2026-03-28

10 min read

Web ScrapingLegalGDPRCFAAGuide

Is Web Scraping Legal in 2026? What the Google vs SerpApi Lawsuit Means for You

"Is web scraping legal?" is the most asked question on every scraping forum, Quora thread, and Reddit post about the topic. The answer hasn't changed: it depends. But the details of what it depends on shifted significantly in 2025-2026.

Google's DMCA lawsuit against SerpApi (which pulled 93 upvotes on r/webscraping and sparked weeks of debate) put a new wrinkle into the picture. So let's walk through what's actually legal, what's risky, and what will get you sued.

Disclaimer: This article is informational. It is not legal advice. If you're building a scraping operation with real legal exposure, talk to an attorney who specializes in internet law. Every jurisdiction and use case is different.

The short answer

Three rules cover most situations:

Public data is generally fair game. If anyone with a browser can see it without logging in, courts have repeatedly said scraping it is not unauthorized access.
Data behind authentication is risky. Logging into someone else's account, scraping behind paywalls, or circumventing technical access controls gets into CFAA and DMCA territory.
Personal data has its own rules. If you're scraping names, emails, or other PII -- especially of EU residents -- GDPR applies regardless of where your servers sit.
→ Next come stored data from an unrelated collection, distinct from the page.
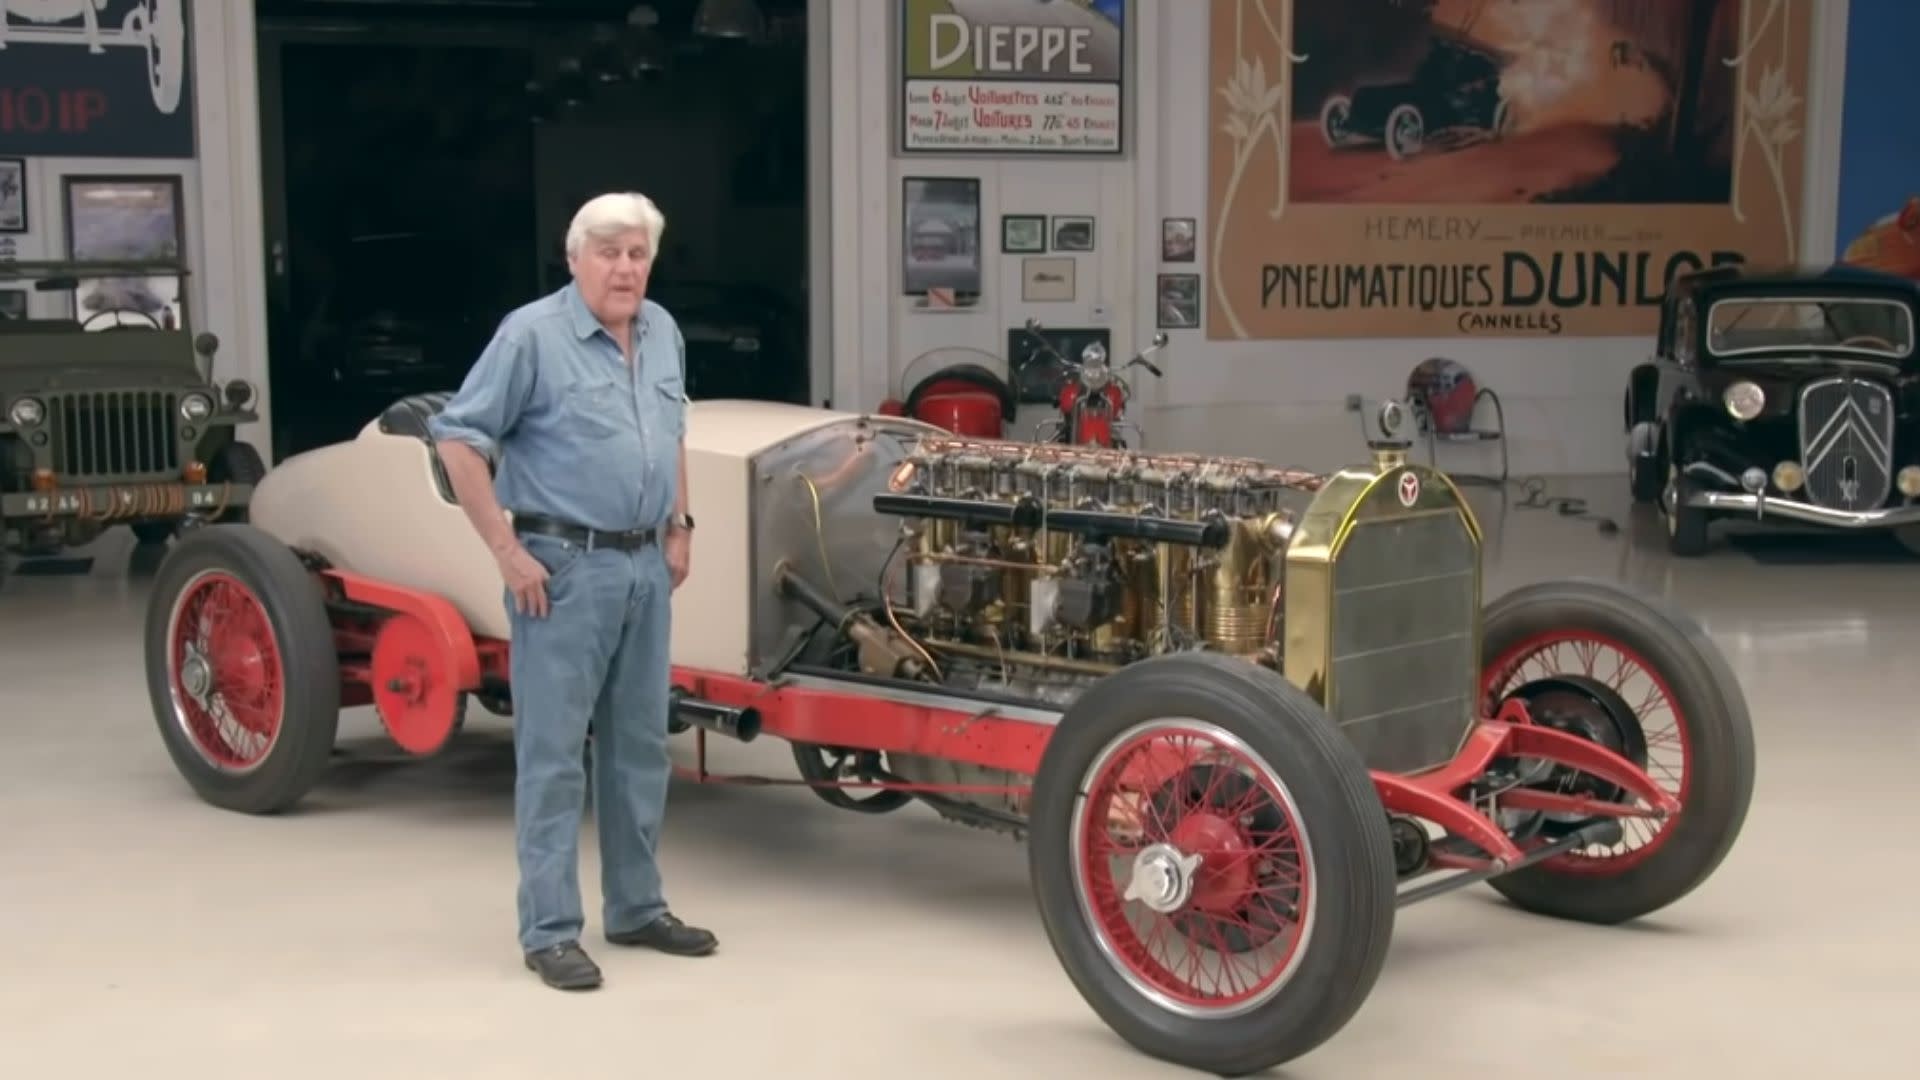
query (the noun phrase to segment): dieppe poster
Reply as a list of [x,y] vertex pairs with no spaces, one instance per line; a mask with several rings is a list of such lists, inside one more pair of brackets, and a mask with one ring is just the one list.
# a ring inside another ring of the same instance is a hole
[[1794,262],[1813,5],[1212,0],[1208,336],[1638,336]]
[[1125,0],[901,0],[905,153],[1115,155]]
[[1840,128],[1842,262],[1920,279],[1920,128],[1912,99],[1915,0],[1847,7],[1846,99]]

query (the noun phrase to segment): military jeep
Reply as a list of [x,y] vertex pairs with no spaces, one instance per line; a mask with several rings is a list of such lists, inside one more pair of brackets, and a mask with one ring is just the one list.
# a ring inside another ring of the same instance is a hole
[[0,288],[65,293],[60,317],[0,317],[0,573],[128,525],[143,544],[245,517],[266,474],[235,426],[254,388],[213,377],[219,341],[147,284],[177,262],[0,263]]

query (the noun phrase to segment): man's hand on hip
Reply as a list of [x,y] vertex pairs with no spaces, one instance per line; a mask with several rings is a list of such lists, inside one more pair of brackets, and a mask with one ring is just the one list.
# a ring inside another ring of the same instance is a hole
[[693,562],[693,533],[686,529],[667,529],[667,573],[673,578],[673,587],[687,580],[687,571]]
[[536,619],[547,617],[547,568],[520,544],[499,556],[500,576],[513,594],[513,609]]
That's the framework. Everything below is the detail.

Key legal precedents you need to know

hiQ v LinkedIn (2022) -- public data wins

This is still the most important scraping case in US law. hiQ scraped public LinkedIn profiles to build workforce analytics tools. LinkedIn sent a cease-and-desist, then blocked hiQ's IP addresses. hiQ sued.

The Ninth Circuit ruled that scraping publicly available data does not violate the Computer Fraud and Abuse Act (CFAA). The logic: the CFAA prohibits access "without authorization," but you can't "lack authorization" to access something that's open to everyone. The Supreme Court declined to hear LinkedIn's appeal.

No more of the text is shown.